Abolish the TSA
The agency has not made air travel safer but it has made it costlier and more time-consuming to fly.
In response to 9/11, President George W. Bush created the Transportation Security Administration (TSA), bringing the country's myriad airport security protocols under one central authority. Two decades later, the results of this experiment are a complete disaster. The agency has not made air travel safer. The agency has merely made it costlier and more time-consuming to fly.
The TSA has some 58,000 employees and a budget of $11.8 billion for FY 2025. Its ever-changing screening process involves forcing passengers to wait in long lines, remove their shoes and sweaters, place their electronics in separate bins, and throw away liquids over a certain size (or to fork over a fee and personal information for TSA PreCheck). TSA agents riffle through luggage in search of contraband items and subject travelers to aggressive pat-downs of their genitals. Navigating these intrusive procedures often requires showing up to the airport much earlier than would otherwise be necessary, creating inefficiencies for the airlines and their customers. A Cornell University study suggests that some people choose to drive long distances rather than fly in order to avoid the headaches associated with airport security, which is both a financial loss for the airline industry and a net negative for safety—per mile traveled, car travel is much, much more dangerous than flying.

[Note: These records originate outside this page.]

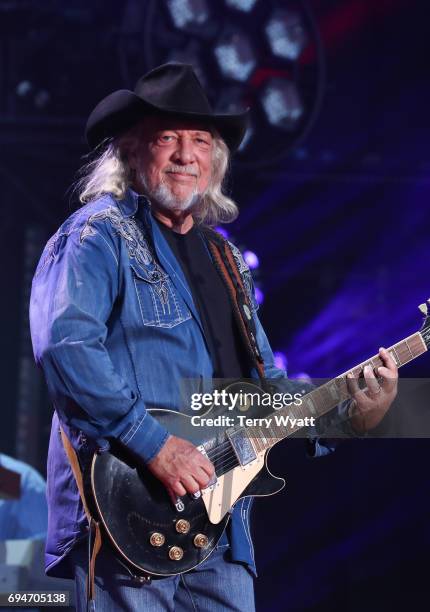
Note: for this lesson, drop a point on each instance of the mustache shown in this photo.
(182, 169)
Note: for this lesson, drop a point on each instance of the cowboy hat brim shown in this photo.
(122, 109)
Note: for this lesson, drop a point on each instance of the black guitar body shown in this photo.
(132, 505)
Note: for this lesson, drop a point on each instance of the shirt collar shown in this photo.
(131, 202)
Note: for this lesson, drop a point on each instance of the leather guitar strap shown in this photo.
(94, 525)
(225, 263)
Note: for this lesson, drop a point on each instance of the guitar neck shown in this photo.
(324, 398)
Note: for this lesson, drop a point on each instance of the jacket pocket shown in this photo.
(159, 303)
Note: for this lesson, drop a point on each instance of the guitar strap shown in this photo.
(226, 265)
(94, 525)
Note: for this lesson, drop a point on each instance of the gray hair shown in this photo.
(110, 172)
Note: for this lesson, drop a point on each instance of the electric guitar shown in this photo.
(156, 538)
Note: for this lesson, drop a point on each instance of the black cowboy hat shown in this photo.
(170, 89)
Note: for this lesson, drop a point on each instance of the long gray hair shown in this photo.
(110, 172)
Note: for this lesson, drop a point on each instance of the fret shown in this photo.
(309, 404)
(409, 349)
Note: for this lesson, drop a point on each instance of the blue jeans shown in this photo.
(216, 585)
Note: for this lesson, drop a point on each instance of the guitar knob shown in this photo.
(176, 553)
(182, 526)
(200, 541)
(157, 539)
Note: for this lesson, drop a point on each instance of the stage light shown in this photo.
(251, 259)
(259, 295)
(286, 35)
(235, 56)
(187, 14)
(282, 104)
(302, 377)
(242, 5)
(24, 88)
(281, 360)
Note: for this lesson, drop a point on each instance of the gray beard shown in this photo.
(166, 199)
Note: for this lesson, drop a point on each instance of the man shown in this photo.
(128, 300)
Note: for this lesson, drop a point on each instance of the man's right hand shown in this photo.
(181, 467)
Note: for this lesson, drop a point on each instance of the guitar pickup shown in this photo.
(242, 446)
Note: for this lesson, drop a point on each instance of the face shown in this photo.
(174, 162)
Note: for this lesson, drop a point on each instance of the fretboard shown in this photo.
(324, 398)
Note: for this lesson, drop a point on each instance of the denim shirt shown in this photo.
(115, 330)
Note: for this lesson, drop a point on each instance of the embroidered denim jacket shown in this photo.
(115, 329)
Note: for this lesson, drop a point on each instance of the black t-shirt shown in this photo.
(212, 301)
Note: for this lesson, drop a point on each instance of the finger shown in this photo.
(390, 379)
(190, 483)
(352, 384)
(207, 466)
(372, 384)
(387, 360)
(177, 490)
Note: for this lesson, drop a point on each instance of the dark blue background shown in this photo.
(341, 229)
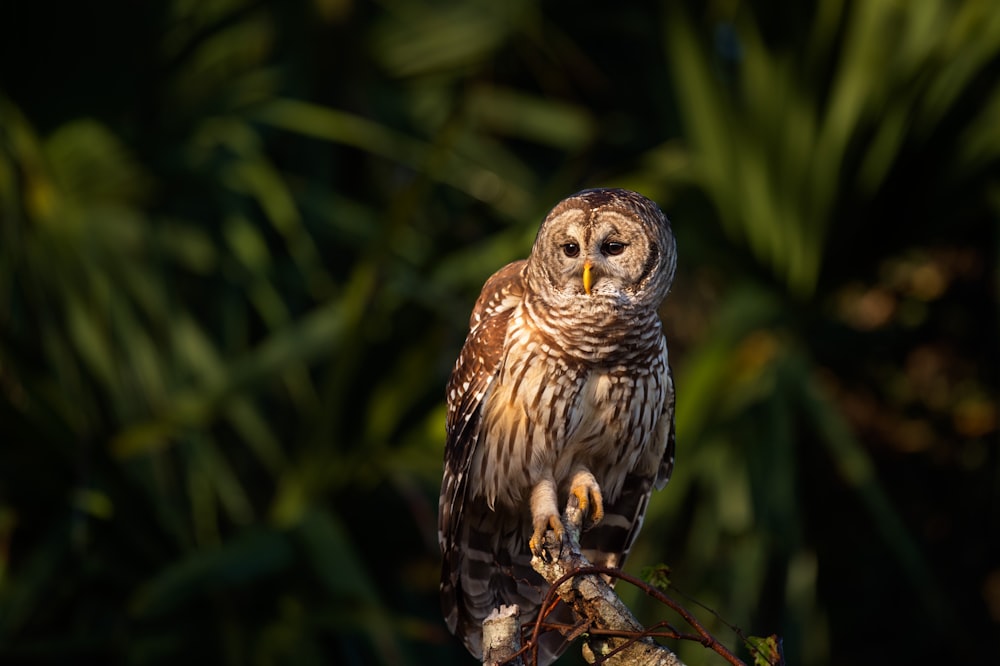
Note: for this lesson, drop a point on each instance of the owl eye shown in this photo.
(612, 248)
(571, 249)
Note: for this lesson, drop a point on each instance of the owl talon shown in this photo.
(537, 541)
(588, 499)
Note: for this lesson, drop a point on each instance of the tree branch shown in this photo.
(619, 640)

It would be one matter if these post-9/11 protocols were necessary to protect airplanes from hijackers. But study after study has shown the TSA is essentially engaged in security theater, making people feel safe without improving safety. Undercover tests of airport security checkpoints have demonstrated that TSA agents failed to catch weapons and explosives up to 95 percent of the time.
Moreover, reducing the number of knives on planes does not meaningfully contribute to airplane safety. The 9/11 terrorists were able to hijack the planes because they took control of the cockpits; that's no longer possible, because airlines now require pilots to lock the doors. On balance, this one change has probably done more for passenger safety than a million genital pat-downs and confiscated cans of hair spray.
"We would be better off without a monolithic federal agency that controls all major aspects of aviation security," wrote the Cato Institute's Chris Edwards in 2013. More than a decade later, that's still true.